Veja, Ambiente, p. 112
17 de Dez de 2003

A um passo do fim
Com apenas 500 espécimes vivos, o peixe-boi-marinho pode desaparecer da costa brasileira

Ronaldo França

Na lista de espécies em risco de extinção, editada pelo Instituto Brasileiro do Meio Ambiente e dos Recursos Naturais Renováveis (Ibama), o peixe-boi-marinho é considerado "criticamente ameaçado". Esse é o termo técnico que indica risco de desaparição completa em pouco tempo. O que chama atenção, nesse caso, é que ele é o único animal nessa situação entre as cinqüenta espécies de mamíferos marinhos que habitam o litoral do Brasil. Há, por aqui, baleias e golfinhos considerados vulneráveis, mas sua população vem crescendo gradativamente ou se mantém estável. O peixe-boi é, mais do que qualquer outro, dependente das ações de conservação. A espécie já foi abundante em quase todo o litoral, mas hoje se resume a menos de 500 espécimes, segundo as estimativas. Sobrevive apenas no trecho situado entre os Estados de Alagoas e Amapá.

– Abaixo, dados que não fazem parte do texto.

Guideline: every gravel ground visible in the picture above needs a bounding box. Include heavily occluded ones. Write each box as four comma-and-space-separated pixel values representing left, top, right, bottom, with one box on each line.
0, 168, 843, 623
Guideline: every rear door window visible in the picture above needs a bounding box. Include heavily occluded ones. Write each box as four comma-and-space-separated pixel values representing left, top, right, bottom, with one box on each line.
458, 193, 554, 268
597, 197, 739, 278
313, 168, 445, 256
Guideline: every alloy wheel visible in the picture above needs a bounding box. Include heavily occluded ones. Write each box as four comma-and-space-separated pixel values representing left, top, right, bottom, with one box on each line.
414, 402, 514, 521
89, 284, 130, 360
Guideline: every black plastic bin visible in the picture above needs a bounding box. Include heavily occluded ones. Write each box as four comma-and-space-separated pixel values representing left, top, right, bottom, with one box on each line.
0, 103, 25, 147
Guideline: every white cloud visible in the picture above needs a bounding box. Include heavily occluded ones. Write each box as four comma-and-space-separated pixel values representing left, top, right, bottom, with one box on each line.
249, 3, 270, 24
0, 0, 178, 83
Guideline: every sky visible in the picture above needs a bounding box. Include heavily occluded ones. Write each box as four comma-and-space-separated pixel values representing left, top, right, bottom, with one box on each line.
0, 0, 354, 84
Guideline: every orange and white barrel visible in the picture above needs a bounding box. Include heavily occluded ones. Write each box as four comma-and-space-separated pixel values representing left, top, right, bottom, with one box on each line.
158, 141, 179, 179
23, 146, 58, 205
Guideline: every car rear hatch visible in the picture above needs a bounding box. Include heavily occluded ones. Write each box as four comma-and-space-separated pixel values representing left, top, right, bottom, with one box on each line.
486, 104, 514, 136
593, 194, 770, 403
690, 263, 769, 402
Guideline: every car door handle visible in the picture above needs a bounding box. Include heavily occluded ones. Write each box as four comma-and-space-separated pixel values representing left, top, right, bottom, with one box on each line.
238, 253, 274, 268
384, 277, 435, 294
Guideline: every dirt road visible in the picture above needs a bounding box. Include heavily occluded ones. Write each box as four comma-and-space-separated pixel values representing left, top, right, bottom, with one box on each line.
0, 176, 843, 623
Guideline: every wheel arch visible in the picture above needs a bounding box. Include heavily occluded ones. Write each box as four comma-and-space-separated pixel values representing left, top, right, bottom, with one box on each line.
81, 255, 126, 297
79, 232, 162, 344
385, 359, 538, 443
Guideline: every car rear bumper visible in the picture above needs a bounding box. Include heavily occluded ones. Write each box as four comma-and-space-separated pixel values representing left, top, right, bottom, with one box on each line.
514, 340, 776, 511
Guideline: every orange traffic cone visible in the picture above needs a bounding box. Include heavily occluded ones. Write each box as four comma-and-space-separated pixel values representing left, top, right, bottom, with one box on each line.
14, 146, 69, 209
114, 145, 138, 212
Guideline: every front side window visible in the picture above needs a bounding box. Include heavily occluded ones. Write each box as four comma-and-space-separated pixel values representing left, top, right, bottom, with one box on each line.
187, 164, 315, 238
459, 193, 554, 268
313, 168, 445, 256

E, mesmo assim, ocorre somente em pontos específicos, onde as condições ambientais são extremamente favoráveis, com águas quentes e pequena profundidade. Qualquer projeto de preservação de espécies ameaçadas é uma luta difícil. No caso do peixe-boi-marinho, a batalha corre grande risco de ser inglória.

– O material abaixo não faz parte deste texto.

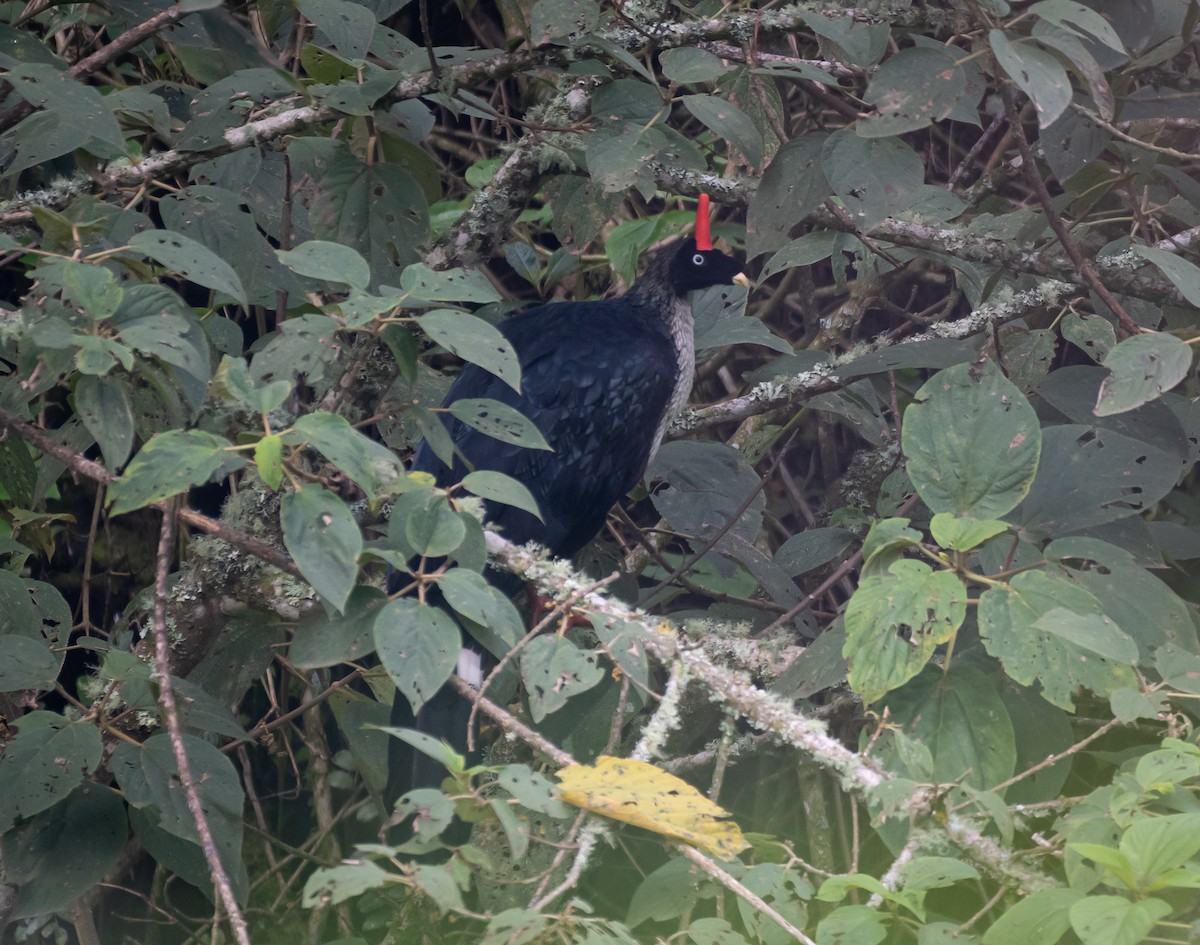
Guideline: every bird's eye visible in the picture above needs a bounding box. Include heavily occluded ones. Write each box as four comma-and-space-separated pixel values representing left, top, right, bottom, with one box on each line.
692, 253, 705, 265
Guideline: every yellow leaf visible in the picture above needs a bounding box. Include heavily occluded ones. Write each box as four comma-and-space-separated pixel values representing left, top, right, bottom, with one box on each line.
556, 756, 749, 860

O processo de dizimação do peixe-boi na costa brasileira coincide com o povoamento do país. No Brasil Colônia, os navios partiam rumo à Europa levando toneladas de carne, pele e gordura, produtos então muito valorizados no mercado europeu. O mamífero passou a ser caçado em ritmo acelerado também por uma questão de conveniência. Descobriu-se que sua carne, quando cozida na própria gordura, é capaz de durar meses. Há outra característica que torna a caça atraente. Dependendo da parte do animal que se come, o sabor pode se assemelhar ao de carne de vaca, porco ou peixe. A situação da espécie ficou ainda mais complicada em virtude de uma característica de seu ciclo de reprodução. Cada fêmea tem apenas um filhote, e em intervalos mínimos de três anos. Isso porque a gestação dura treze meses, que se somam a dois anos de amamentação. O peixe-boi é, digamos, uma mãe exemplar.

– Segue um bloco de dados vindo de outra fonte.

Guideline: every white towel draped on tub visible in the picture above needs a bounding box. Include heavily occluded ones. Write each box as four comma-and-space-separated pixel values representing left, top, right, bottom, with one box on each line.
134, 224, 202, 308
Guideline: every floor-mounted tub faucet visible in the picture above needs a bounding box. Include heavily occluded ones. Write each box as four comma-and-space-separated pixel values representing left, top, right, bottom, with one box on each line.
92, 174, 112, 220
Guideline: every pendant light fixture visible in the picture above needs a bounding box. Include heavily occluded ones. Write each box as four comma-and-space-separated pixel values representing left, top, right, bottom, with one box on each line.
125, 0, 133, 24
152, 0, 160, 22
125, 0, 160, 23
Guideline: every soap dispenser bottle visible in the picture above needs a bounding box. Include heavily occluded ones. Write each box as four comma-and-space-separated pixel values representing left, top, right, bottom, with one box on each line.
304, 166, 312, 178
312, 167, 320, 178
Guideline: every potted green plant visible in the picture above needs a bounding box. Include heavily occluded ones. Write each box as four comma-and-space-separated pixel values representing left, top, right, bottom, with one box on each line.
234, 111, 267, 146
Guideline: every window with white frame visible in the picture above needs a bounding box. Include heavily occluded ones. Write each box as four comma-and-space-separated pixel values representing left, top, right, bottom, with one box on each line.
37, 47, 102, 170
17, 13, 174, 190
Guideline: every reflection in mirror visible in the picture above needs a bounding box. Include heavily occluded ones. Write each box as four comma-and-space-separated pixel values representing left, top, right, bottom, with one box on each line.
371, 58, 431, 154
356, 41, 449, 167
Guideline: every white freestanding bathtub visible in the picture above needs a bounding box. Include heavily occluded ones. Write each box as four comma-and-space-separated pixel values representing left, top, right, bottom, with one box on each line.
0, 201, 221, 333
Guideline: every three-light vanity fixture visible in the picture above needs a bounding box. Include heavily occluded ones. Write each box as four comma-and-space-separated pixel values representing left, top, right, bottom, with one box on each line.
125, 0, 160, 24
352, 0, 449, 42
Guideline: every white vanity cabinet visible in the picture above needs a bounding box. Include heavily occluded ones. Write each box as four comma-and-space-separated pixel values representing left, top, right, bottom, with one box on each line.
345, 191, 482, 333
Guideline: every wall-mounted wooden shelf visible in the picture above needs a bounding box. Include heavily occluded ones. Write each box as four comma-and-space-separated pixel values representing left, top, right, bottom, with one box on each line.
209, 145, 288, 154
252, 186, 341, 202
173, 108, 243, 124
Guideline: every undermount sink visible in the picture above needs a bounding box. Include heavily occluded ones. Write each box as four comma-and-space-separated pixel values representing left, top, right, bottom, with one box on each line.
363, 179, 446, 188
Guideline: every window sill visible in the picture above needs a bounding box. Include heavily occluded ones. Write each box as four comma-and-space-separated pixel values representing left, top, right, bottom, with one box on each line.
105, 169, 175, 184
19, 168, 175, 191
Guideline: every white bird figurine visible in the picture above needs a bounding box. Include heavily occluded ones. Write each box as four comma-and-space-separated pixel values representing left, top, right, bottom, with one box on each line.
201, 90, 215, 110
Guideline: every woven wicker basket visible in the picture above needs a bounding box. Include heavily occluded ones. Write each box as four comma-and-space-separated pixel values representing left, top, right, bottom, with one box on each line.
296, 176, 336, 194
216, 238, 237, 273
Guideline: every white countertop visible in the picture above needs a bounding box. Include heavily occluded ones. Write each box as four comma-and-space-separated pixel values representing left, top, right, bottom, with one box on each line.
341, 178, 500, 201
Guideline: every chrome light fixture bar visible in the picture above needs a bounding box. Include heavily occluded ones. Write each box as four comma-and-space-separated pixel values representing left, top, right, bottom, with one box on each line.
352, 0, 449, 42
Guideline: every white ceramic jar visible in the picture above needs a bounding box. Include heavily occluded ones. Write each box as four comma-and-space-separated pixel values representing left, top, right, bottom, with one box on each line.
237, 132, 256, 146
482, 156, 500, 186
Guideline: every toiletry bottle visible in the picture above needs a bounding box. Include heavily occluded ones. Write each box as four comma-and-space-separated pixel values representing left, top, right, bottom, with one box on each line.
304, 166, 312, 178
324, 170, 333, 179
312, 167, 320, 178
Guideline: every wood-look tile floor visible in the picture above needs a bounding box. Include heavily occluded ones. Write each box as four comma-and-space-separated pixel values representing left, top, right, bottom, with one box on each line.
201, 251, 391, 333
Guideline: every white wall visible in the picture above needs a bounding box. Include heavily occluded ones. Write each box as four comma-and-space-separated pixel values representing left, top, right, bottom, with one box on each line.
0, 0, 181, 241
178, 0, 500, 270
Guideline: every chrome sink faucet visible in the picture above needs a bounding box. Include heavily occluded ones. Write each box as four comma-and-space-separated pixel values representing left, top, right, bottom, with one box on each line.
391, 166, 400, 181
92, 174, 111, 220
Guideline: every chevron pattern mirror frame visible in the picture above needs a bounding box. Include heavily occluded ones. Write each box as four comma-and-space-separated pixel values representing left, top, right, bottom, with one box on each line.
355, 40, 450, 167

Como é o único mamífero marinho exclusivamente herbívoro, ele sobrevive apenas onde há grandes bancos de algas, plantas e, especificamente, o capim agulha, sua iguaria preferida. Passa o dia pastando, num comportamento semelhante ao do gado. Daí seu nome. A caça foi proibida no Brasil em 1967, o que reduziu o ritmo do processo de extinção, mas o trabalho de preservação é relativamente recente. O Projeto Peixe-Boi só foi criado em 1980, pelo Ibama. Inclui ações diretas de salvamento, como socorrer, cuidar e devolver ao mar animais que encalham na areia, e monitoramento da espécie. Como a população é pequena, a pesquisa avança em ritmo mais lento. Por isso a preservação é uma corrida contra o tempo. "Uma espécie com apenas 500 animais pode se extinguir facilmente", avisa a bióloga Denise Castro, diretora da Fundação Mamíferos Aquáticos, responsável pelo projeto junto com o Ibama.